Fonte: Brasil de Fato
O governo golpista de Michel Temer (MDB) quer permitir que até 40% do ensino médio seja realizado à distância (EAD). Para a educação de jovens e adultos (EJA), a proposta é de que todo o curso seja fora da escola. A resolução, fruto da reforma do Ensino Médio, aprovada em 2017, foi discutida no Conselho Nacional de Educação (CNE) e atualiza as Diretrizes Curriculares Nacionais do Ensino Médio.
Para Maria Raquel Caetano, pesquisadora e doutora em Educação pela Universidade Federal do Rio Grande do Sul (UFRGS), o governo federal apresenta um discurso de inovação, eficiência e redução de gastos, mas a ação, no entanto, é uma “tentativa de privatização do ensino público e aprofundamento das desigualdades sociais”. Segundo ela, essa é uma estratégia para não enfrentar os grandes problemas do ensino médio, como a evasão escolar e a carência de professores e infraestrutura básica.
“Ao mesmo tempo em que a PEC 55 congela por 20 anos o investimento público nas áreas sociais, em especial na educação, isso é perfeito para a narrativa do governo de repassar as políticas sociais para o setor privado”, afirma.
Maria Raquel aponta um esvaziamento do conteúdo educacional do ensino público, o que, segundo ela, dá margem para a precarização de um direito básico. “A oferta permanece pública, mas as instituições privadas operam por dentro das escolas, interferindo na gestão e no currículo, que é o coração do ensino e que pauta a formação do sujeito. Portanto, a proposta de formação cidadã é deixada de lado e entra a formação para o mercado, precarizado também pela reforma trabalhista”.
O coordenador geral da Campanha Nacional pelo Direito à Educação, Daniel Cara, destaca que o sucateamento do ensino público também pode se dar pela proposta de substituição de professores por tutores. Para ele, o direito à educação no Brasil está em risco quando o governo federal apresenta subterfúgios que precarizam uma etapa fundamental para a construção da autonomia dos estudantes.

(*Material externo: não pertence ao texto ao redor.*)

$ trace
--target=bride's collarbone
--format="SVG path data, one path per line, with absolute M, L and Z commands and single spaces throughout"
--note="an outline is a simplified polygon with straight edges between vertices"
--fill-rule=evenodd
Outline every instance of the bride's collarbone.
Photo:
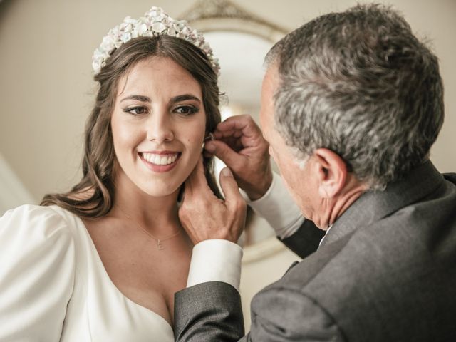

“A questão central é uma tentativa de precarizar os direitos sociais e a educação tem sido o mais atacado, porque, depois da previdência, é o direito social que mais tem custos, que mais representa necessidade de investimento”, diz.
Roberto Catelli Jr., coordenador executivo da Ação Educativa, ressalta que a proposta de educação integral à distância para o EJA não será inclusiva, porque o modelo não atende a necessidade da maior parte dessas pessoas. “Tornar a educação de jovens e adultos 100% à distância dificilmente será um benefício, porque essas pessoas precisam de acompanhamento presencial e estímulos para estudar. Não será um modelo à distância que irá trazê-los de volta para que o direito à educação seja de fato efetivado”.
Por isso, Maria Raquel defende uma educação pública com qualidade social. “Por um lado, isso explica também o esvaziamento na formação de professores, especialmente na área social e humana. Isso é gravíssimo para a educação e para a formação de uma sociedade mais justa, igualitária, humana e comprometida com os valores cidadãos”.
Sobre a proposta, a pesquisadora diz que falta diálogo com os personagens mais importantes: alunos e professores. Ela conta que as entidades e instituições da categoria não foram consultadas. “Definitivamente, nós precisamos compreender que a educação de qualidade social se faz com investimento público, para o público e com o público. Nós precisamos avançar na gestão democrática, que não tem sido um princípio utilizado pelo governo ao priorizar a interlocução apenas com os empresários”.
O processo sobre a resolução de ensino à distância deve ocorrer ainda neste semestre. Após a definição das diretrizes, caberá a cada rede de ensino regulamentar formatos e ferramentas educacionais.